# How to begin this limit problem

1. Jun 19, 2008

### The_ArtofScience

1. The problem statement, all variables and given/known data

Prove that lim n--> infinity $$a_n{b}_n$$=AB from the definition of a limit.

3. The attempt at a solution

I'm not sure how to begin this other than using the identity given that the absolute value of a function minus its L is less than some value e. I'm thinking that e would eventually have to split into halves and then added to e. Other than that, my attempts at trying to prove it (or understand it) haven't really lead me anywhere

2. Jun 20, 2008

### HallsofIvy

Staff Emeritus
That sounds like a pretty good way! You will want to use the fact that
$$|a_nb_n- AB|= |a_nb_n- a_nB+ a_nB- AB|\le |a_n||b_n-B|+ |B||a_n-B|$$
That first term is a little tricky!

3. Jun 20, 2008

### The_ArtofScience

Thanks for the help HallsofIvy,

I understand what you did there but I'm still curious if I also need to do another step in the proof where I have to show that its bounded? a_subn is less than some value epsilon plus $$\left|A\right|$$. I'm thinking that its limit should be between $$\left|A\right|$$+e and $$\left|A\right|$$. If that's true then b_subn should also have that condition....Please correct me if I'm wrong

4. Jun 21, 2008

### HallsofIvy

Staff Emeritus
Yes, that was my point in "That first term is a little tricky!"
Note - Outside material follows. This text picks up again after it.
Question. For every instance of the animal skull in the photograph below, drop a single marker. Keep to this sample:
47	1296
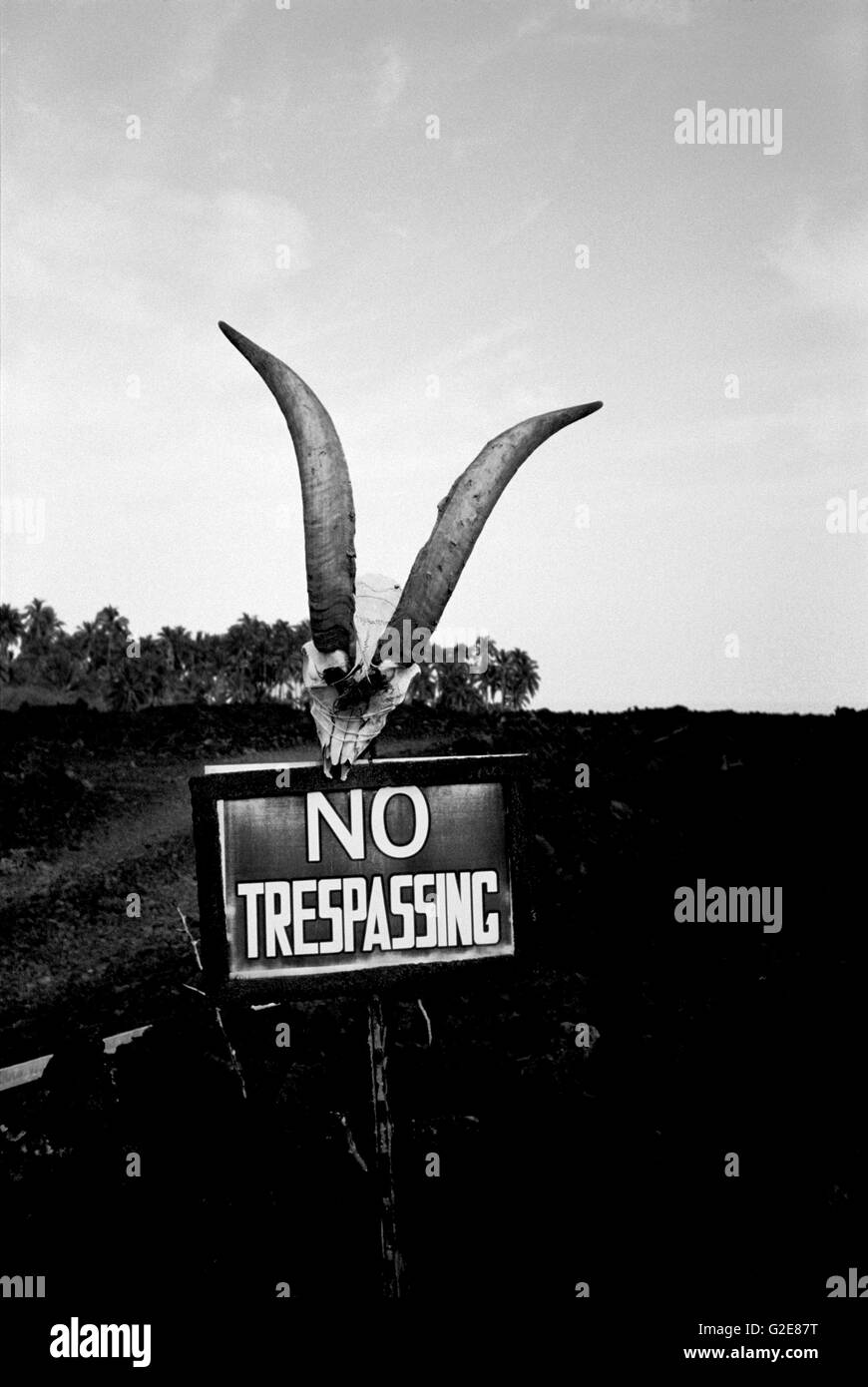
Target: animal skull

To show that sum is "$< \epsilon$" you want to be able to make each part less than $\epsilon/2$". Since |B| is a fixed number, you just need to make $|a_n- A|< \epsilon/2|B|$. Since $|a_n$ depends on n, you cannot just make $|b_n-B|< \epsilon/2a_n$. Do just as you say: use the fact that ${a_n}$ is bounded: for large enough n, $A-1< a_n< A+ 1$.

5. Jun 22, 2008

### The_ArtofScience

Where did you get the 1 from? Sorry I'm not understanding that part

From your answer, the absolute value of b_subn - B must then be less than e/2($$\left|A\right|$$+1)

6. Jun 22, 2008

### HallsofIvy

Staff Emeritus
I used "1" because it is easy! Any specific number would do. Since $a_n$ goes to A, given any $\epsilon>0$, for "large enough n" (i.e, there exist N such that if n> N...) $|a_n- A|< \epsilon$. Just take $\epsilon= 1$ and that $|a_n- A|< 1$ so $-1< a_n-A< 1$ or $A-1< a_n< A+1$. Since both of those are less than or equal to |A|+ 1, you no know that for n> N, $|a_n|< A+1$.

7. Jun 22, 2008

### matt grime

Yep, that's fine. Getting something precisely less than epsilon is a complete red herring. You just need to make it arbtirarily small.

If, given any e>0 I can make something less than 3e or e^2, or e(1 + 1/(|A|+1))/2 for some fixed number A, then I've done the job.